Grows as small, circular, convex, gray colonies on chocolate agar.

It also grows on HBT agar and a selective medium for G. vaginalis is colistin-oxolinic acid blood agar.

Can cause bacterial vaginosis in some women as a result of a disruption in the normal vaginal flora.

The resident facultative anaerobic Lactobacillus population in the vagina are responsible for the acidic environment, and if anaerobes supplant the normal vaginal bacteria, infection may result, requiring antibiotics with anaerobic coverage to eliminate the G. vaginalis and restore the balance.

Typically isolated in genital cultures.

G. vaginalis can also be isolated from women without any signs or symptoms of infection.
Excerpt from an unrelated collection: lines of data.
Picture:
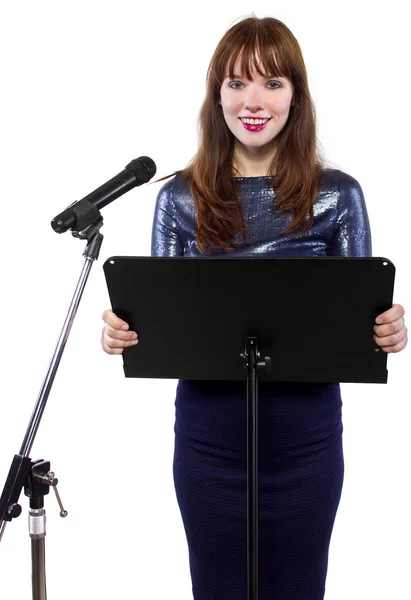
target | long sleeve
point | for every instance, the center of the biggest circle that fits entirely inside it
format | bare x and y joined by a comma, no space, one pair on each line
165,238
352,235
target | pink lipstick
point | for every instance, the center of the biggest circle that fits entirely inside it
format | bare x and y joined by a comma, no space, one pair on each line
251,127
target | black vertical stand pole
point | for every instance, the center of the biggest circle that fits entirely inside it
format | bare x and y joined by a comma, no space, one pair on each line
252,356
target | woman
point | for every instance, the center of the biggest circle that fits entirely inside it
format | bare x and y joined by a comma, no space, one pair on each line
258,186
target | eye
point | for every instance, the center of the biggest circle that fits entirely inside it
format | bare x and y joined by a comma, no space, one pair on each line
235,85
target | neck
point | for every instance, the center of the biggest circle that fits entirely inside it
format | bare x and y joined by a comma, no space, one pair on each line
252,162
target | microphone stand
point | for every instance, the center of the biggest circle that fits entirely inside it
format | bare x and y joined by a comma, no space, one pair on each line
36,476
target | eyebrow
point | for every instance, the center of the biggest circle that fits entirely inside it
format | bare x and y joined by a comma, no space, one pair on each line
235,76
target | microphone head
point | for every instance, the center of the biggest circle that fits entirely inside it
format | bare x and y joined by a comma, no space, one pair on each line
143,168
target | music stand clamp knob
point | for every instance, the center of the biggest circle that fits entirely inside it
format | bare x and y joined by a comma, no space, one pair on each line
267,364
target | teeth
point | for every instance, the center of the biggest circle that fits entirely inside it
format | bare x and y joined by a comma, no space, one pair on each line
254,121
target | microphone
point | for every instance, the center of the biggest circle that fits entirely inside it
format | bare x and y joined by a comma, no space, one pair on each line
81,213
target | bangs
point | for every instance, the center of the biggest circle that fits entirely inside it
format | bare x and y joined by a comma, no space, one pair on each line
255,55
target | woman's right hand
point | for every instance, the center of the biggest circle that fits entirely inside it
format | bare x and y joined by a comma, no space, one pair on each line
115,336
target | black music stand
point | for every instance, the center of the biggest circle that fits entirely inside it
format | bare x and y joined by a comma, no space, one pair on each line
213,318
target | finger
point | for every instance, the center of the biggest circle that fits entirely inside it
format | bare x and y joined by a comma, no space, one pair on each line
390,340
118,334
113,343
394,313
397,347
390,328
109,350
113,320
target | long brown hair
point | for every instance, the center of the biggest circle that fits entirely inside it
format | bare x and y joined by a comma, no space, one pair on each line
298,163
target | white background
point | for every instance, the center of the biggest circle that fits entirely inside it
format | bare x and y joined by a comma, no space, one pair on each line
86,87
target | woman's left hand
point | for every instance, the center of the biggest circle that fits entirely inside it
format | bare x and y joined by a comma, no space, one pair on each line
392,334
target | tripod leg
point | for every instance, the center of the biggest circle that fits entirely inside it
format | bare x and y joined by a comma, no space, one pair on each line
37,526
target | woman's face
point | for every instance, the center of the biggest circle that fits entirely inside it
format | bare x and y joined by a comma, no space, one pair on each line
255,110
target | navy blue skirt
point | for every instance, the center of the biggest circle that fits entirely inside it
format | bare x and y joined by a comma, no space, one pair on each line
301,471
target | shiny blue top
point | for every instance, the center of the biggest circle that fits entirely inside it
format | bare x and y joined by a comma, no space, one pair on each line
341,226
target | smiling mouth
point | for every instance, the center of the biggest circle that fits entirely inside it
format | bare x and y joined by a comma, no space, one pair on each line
254,124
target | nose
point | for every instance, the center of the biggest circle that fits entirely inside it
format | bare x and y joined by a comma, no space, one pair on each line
253,99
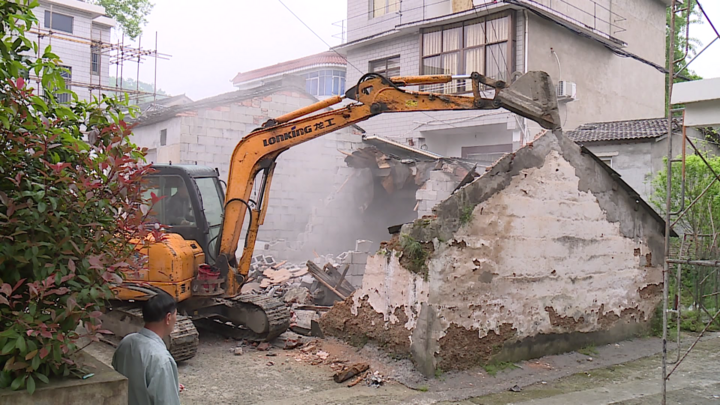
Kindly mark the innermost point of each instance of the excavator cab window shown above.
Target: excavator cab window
(212, 197)
(174, 207)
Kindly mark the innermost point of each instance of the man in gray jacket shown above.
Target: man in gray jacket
(143, 358)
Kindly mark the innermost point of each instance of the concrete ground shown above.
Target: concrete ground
(623, 373)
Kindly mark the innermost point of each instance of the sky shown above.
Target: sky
(210, 45)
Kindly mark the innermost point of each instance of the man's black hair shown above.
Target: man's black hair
(156, 308)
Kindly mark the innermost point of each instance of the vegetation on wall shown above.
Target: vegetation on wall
(700, 228)
(70, 201)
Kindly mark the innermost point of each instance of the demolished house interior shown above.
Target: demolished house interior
(452, 289)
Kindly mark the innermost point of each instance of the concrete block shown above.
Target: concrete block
(426, 195)
(199, 148)
(363, 246)
(214, 132)
(439, 176)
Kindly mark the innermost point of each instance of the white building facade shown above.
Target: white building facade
(576, 41)
(79, 34)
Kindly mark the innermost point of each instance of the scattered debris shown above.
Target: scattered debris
(357, 380)
(298, 295)
(350, 372)
(375, 380)
(292, 344)
(301, 321)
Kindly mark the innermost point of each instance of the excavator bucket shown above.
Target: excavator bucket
(532, 96)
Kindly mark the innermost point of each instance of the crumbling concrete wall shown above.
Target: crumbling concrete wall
(544, 253)
(436, 189)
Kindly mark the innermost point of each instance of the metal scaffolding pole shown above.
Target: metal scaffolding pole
(698, 258)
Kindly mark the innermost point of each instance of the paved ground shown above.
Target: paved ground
(626, 373)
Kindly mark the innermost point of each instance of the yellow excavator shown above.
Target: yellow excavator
(196, 263)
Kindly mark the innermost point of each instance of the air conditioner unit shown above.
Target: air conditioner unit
(566, 90)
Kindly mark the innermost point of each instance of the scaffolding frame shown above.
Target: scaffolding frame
(673, 218)
(117, 53)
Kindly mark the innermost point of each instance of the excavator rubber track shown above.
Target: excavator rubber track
(182, 343)
(277, 318)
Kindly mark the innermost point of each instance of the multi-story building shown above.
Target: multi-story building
(324, 74)
(604, 55)
(76, 31)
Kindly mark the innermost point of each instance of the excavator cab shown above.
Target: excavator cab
(191, 203)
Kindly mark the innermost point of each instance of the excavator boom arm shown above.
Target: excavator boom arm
(531, 96)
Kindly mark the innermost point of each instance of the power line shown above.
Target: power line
(319, 37)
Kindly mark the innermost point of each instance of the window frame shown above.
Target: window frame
(65, 98)
(54, 14)
(95, 58)
(385, 61)
(320, 77)
(386, 8)
(509, 52)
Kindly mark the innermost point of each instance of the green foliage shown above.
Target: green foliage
(704, 216)
(493, 369)
(680, 41)
(466, 214)
(68, 209)
(130, 14)
(416, 254)
(589, 350)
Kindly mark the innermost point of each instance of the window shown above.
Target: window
(389, 67)
(95, 59)
(382, 7)
(479, 45)
(67, 75)
(325, 83)
(487, 154)
(60, 22)
(212, 204)
(174, 207)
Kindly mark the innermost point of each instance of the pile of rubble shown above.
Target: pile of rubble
(309, 288)
(310, 351)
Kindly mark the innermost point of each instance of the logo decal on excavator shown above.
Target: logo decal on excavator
(294, 131)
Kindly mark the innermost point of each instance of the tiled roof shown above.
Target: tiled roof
(621, 130)
(325, 58)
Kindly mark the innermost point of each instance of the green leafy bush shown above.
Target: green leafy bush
(68, 209)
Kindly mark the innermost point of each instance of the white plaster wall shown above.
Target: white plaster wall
(543, 244)
(76, 52)
(538, 243)
(609, 87)
(304, 176)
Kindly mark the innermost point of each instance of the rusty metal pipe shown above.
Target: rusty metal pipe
(308, 110)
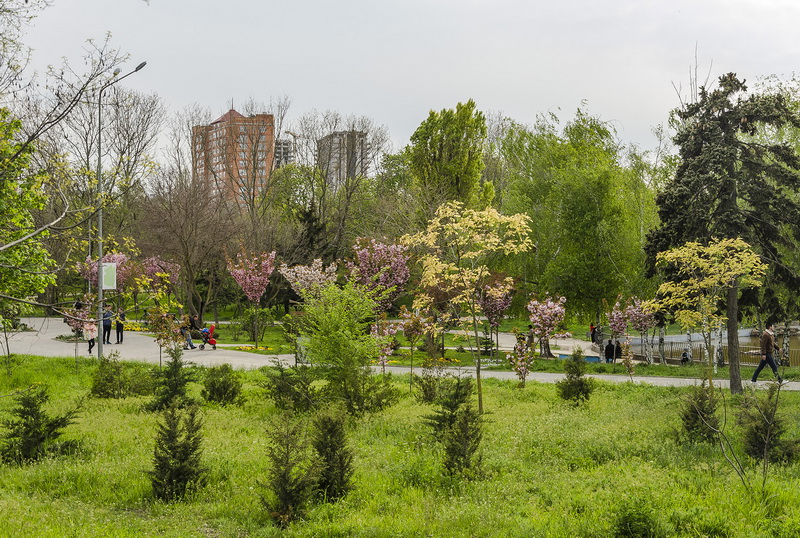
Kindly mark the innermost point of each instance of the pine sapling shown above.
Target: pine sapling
(177, 465)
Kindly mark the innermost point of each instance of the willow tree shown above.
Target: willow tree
(456, 248)
(730, 185)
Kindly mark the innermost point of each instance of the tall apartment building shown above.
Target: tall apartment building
(342, 155)
(235, 154)
(284, 152)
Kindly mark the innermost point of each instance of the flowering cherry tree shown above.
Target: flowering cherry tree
(545, 317)
(383, 331)
(641, 318)
(252, 274)
(521, 359)
(162, 274)
(308, 280)
(380, 267)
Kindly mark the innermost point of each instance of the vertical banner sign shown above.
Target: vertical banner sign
(109, 277)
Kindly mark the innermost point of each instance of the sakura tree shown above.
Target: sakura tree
(162, 274)
(641, 318)
(521, 359)
(380, 267)
(308, 280)
(545, 317)
(252, 274)
(384, 331)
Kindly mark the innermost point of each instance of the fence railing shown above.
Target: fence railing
(748, 355)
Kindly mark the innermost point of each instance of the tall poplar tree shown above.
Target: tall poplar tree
(729, 185)
(446, 155)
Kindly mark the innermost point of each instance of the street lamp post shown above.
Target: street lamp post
(108, 84)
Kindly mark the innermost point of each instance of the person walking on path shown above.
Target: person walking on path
(120, 325)
(90, 332)
(107, 315)
(609, 352)
(187, 333)
(768, 348)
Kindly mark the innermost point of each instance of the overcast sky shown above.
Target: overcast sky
(394, 60)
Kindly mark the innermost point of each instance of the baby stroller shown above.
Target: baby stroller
(208, 338)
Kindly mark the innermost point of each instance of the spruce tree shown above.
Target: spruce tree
(177, 462)
(730, 185)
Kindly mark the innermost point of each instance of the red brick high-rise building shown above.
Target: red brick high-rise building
(235, 154)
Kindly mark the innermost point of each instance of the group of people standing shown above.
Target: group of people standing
(90, 328)
(611, 352)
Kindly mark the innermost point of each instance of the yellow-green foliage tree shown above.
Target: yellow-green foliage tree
(456, 247)
(705, 273)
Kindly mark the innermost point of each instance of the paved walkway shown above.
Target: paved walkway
(140, 347)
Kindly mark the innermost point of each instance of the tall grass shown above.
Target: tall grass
(549, 469)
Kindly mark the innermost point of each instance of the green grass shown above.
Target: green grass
(550, 469)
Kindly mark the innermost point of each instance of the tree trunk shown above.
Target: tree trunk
(733, 340)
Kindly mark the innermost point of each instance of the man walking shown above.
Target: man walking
(609, 352)
(120, 326)
(768, 348)
(107, 315)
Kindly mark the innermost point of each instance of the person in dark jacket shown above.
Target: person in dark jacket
(120, 327)
(107, 315)
(609, 352)
(768, 349)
Has a Gram-positive cell wall, it which can appear either Gram-positive or Gram-negative under the microscope.

Microscopically associated with clue cells, which are epithelial cells covered in bacteria.

G. vaginalis produces a pore-forming toxin, vaginolysin, and Protease and sialidase enzyme activities.

Antibiotic treatments include metronidazole and clindamycin, in both oral and vaginal gel/cream forms.

The use of lactobacillus crispatus (Lactin-V) with vaginal metronidazole results in significantly lower incidence of recurrence of bacterial vaginosis than placebo at 12 weeks (Cohen CR).

Lactobacillus crispatus is a live bio therapeutic product that contains naturally occurring vaginal strain.

Symptoms may include vaginal discharge, vaginal irritation, and a vaginal fish-like odor.

The process may be asymptomatic.

When 10% KOH is added to the discharge, a positive result indicated if a fishy smell is produced and this and other tests can be used to distinguish between vaginal symptoms related to G. vaginalis from those caused by other organisms, such as Trichomonas and Candida albicans.

Trichomonas vaginalis and Gardnerella vaginalis have similar clinical presentations and can cause a frothy gray or yellow-green vaginal discharge, pruritus, and produce a positive fish odor test.

A wet mount slide, where a swab of the vaginal epithelium is diluted and then placed onto a slide for observation under a microscope., reveals a classic “clue cell” under the microscope with Gardnerella.

There is no evidence that screening for bacterial vaginosis lowers the rate of preterm delivery.